The brother of Democratic presidential candidate John Kerry looks on as a guide shows him where they are on the map of the country - on the easternmost edge of the pre-1967 borders of the Jewish state, which at its narrowest measures only 10 miles across.
"Seeing it for real makes it clearer, closer, more vivid," Cameron Kerry said in an interview with JTA as he traveled in a minibus from Tel Aviv to the northern border. "One of the things when you come here for the first time you notice how close together everything is - from hilltop to hilltop, village to village."
Kerry, an adviser to his brother's presidential cam-paign, was in Israel for the first time last week, traveling throughout the country on what he termed a personal visit.
The Kerry campaign is seeking to maintain support in the November election from Jewish voters, who have long been a solid Democratic voting bloc.
Cameron Kerry grew up Catholic, but converted to Judaism when he married Kathy Weinman, a Jewish woman he met while the two worked at a Washington law firm. She traveled with her husband to Israel and recalled the very different trip she first took to Israel - backpacking across the country after college in 1976.
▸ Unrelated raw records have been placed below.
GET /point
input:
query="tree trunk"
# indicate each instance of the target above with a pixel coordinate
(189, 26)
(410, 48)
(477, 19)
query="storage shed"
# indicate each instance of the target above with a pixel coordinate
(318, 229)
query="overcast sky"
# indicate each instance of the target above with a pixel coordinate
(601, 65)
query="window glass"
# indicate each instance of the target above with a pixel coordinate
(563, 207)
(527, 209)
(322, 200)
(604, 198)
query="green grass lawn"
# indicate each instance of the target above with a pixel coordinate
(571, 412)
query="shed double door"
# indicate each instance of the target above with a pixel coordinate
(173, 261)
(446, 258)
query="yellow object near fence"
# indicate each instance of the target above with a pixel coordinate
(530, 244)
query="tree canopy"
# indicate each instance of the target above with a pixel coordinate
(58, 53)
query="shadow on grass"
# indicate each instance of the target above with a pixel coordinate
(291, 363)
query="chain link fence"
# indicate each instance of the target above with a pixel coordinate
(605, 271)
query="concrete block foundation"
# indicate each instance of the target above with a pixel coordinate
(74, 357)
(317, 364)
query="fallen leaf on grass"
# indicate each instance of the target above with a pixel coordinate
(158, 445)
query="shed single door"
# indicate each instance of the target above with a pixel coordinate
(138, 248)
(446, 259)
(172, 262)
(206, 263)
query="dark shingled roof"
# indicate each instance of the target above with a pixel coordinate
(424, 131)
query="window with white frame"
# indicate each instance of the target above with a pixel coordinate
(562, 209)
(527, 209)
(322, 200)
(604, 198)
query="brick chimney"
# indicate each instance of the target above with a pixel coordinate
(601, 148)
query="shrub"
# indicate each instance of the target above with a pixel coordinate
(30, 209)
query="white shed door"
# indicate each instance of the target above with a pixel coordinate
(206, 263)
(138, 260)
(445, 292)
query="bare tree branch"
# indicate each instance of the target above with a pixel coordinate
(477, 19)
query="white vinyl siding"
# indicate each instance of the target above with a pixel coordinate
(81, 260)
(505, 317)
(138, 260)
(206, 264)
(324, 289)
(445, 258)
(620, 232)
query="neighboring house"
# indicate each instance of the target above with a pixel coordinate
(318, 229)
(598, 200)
It was revealed last year that the Kerry family has Jewish roots in Europe. Their paternal grandparents were Jews from the former Austro-Hungarian Empire who changed the family name from Kohn to Kerry before immigrating to the United States in the early 20th century.
There is just a feeling of "an extraordinary sense of irony," he said of the revelation. "I called up Kathy's parents and said 'I'm Jewish,' and they said, 'Yeah we know' and I said, 'No, I'm really Jewish.'" Kerry said that according to family legend, the family chose its new last name by blindly planting a pin on a map of Europe. According to the story, the pin fell on County Kerry, Ireland.